Have a question about this project? Sign up for a free GitHub account to open an issue and contact its maintainers and the community.

By clicking “Sign up for GitHub”, you agree to our terms of service and privacy statement. We’ll occasionally send you account related emails.

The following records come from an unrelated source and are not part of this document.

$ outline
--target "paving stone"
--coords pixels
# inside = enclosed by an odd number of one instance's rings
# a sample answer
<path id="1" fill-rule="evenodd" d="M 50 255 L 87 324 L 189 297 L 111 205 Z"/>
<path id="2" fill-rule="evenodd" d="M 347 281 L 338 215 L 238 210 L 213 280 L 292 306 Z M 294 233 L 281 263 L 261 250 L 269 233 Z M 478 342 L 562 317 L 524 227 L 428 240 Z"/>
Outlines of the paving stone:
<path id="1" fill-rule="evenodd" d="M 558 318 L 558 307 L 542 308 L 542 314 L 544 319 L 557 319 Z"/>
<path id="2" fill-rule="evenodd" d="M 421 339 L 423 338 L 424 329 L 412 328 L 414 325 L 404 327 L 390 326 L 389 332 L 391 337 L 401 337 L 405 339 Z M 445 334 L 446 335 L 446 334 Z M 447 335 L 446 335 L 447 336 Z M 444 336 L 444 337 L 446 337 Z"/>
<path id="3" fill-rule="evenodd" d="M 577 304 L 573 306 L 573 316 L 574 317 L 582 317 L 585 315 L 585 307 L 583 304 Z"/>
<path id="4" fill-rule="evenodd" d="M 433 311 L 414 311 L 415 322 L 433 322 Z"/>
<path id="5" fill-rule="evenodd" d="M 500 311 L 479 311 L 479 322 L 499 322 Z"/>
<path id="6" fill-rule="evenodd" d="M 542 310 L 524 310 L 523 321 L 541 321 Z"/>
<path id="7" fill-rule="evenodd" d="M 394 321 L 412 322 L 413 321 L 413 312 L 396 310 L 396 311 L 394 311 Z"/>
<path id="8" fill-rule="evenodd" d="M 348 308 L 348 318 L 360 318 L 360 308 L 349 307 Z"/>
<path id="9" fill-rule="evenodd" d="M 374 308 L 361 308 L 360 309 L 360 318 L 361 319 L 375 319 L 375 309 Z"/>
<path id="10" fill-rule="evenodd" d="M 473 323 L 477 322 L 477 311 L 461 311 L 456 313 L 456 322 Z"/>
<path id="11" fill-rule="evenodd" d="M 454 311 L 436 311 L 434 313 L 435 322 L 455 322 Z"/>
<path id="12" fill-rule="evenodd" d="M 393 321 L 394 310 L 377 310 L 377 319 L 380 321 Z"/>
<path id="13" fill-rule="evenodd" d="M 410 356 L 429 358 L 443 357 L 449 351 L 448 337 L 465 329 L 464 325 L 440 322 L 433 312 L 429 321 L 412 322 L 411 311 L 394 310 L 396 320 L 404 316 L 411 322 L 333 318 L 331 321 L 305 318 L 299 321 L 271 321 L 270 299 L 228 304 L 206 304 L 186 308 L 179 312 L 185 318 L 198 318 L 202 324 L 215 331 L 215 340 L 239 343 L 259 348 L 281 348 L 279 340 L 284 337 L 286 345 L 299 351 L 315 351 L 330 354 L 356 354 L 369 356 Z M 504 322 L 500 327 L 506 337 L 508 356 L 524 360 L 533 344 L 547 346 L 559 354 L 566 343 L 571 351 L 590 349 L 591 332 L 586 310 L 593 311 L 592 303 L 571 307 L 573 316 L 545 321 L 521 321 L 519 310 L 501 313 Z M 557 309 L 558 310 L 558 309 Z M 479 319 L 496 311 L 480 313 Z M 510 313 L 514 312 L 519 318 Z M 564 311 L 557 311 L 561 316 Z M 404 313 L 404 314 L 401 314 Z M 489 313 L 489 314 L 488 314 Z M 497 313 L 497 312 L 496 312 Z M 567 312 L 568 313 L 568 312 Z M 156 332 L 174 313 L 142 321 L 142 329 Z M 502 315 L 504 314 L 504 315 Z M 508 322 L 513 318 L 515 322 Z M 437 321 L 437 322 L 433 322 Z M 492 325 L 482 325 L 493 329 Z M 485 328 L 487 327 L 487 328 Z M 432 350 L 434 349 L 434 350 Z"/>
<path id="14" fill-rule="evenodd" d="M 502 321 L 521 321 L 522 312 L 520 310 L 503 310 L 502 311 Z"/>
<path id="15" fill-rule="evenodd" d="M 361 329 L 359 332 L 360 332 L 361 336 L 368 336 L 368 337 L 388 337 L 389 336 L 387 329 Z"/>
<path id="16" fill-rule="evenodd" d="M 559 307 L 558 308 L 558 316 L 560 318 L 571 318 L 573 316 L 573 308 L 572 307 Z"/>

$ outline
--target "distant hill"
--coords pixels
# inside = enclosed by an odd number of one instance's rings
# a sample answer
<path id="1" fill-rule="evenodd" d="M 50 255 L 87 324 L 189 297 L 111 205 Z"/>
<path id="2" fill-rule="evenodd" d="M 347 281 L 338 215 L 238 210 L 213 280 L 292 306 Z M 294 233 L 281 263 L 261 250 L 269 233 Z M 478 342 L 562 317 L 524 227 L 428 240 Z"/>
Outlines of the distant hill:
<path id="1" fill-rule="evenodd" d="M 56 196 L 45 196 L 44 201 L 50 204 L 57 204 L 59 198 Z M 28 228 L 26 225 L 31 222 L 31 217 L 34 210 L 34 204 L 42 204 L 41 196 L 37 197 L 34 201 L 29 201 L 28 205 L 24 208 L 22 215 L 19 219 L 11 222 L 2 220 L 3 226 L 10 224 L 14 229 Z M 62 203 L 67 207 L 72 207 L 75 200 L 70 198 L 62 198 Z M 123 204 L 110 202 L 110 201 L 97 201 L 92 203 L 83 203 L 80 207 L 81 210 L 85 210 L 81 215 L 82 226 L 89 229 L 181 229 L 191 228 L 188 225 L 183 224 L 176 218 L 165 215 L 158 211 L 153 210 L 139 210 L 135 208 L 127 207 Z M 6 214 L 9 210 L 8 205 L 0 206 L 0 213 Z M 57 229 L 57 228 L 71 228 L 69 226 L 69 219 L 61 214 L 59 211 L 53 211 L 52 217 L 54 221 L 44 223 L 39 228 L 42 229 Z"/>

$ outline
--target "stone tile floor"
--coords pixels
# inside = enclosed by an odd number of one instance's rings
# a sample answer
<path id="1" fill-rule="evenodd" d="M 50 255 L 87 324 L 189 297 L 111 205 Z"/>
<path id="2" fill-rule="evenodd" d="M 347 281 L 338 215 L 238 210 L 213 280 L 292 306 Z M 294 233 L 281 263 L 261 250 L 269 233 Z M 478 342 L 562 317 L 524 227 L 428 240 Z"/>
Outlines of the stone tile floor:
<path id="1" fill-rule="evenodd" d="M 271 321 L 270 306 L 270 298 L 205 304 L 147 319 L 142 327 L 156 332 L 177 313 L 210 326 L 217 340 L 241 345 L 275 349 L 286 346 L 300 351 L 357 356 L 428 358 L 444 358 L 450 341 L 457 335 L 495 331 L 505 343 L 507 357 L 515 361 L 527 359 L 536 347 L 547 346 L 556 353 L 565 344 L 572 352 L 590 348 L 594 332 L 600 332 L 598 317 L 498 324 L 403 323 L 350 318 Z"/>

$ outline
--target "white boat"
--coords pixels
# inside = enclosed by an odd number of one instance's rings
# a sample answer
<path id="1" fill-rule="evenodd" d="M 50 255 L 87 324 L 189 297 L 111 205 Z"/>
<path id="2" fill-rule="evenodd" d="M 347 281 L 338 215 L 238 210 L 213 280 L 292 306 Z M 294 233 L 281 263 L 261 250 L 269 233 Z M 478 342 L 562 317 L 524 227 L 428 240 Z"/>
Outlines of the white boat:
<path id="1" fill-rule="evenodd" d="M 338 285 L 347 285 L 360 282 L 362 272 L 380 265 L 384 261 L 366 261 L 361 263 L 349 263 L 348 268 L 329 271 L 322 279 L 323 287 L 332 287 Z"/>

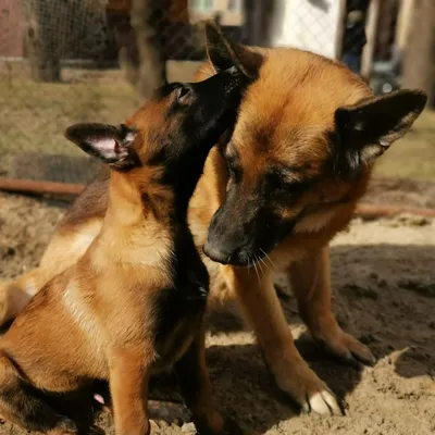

Already on GitHub? Sign in to your account

max_grad_norm doesn't appear to be clipping gradients #2214

Open
6 of 8 tasks
DevonPeroutky opened this issue Dec 22, 2024 · 1 comment
Open
6 of 8 tasks

max_grad_norm doesn't appear to be clipping gradients #2214

DevonPeroutky opened this issue Dec 22, 2024 · 1 comment

Comments

@DevonPeroutky
Copy link

DevonPeroutky commented Dec 22, 2024

Please check that this issue hasn't been reported before.

  • I searched previous Bug Reports didn't find any similar reports.

Expected Behavior

I'm fine-tuning on a single GPU (no deepspeed configuration). I applied max_grad_norm: 1 and I would expect the normalized gradients to be clipped at 1 and never exceed.

Current behaviour

I'm seeing large gradient spikes on Weights & Biases?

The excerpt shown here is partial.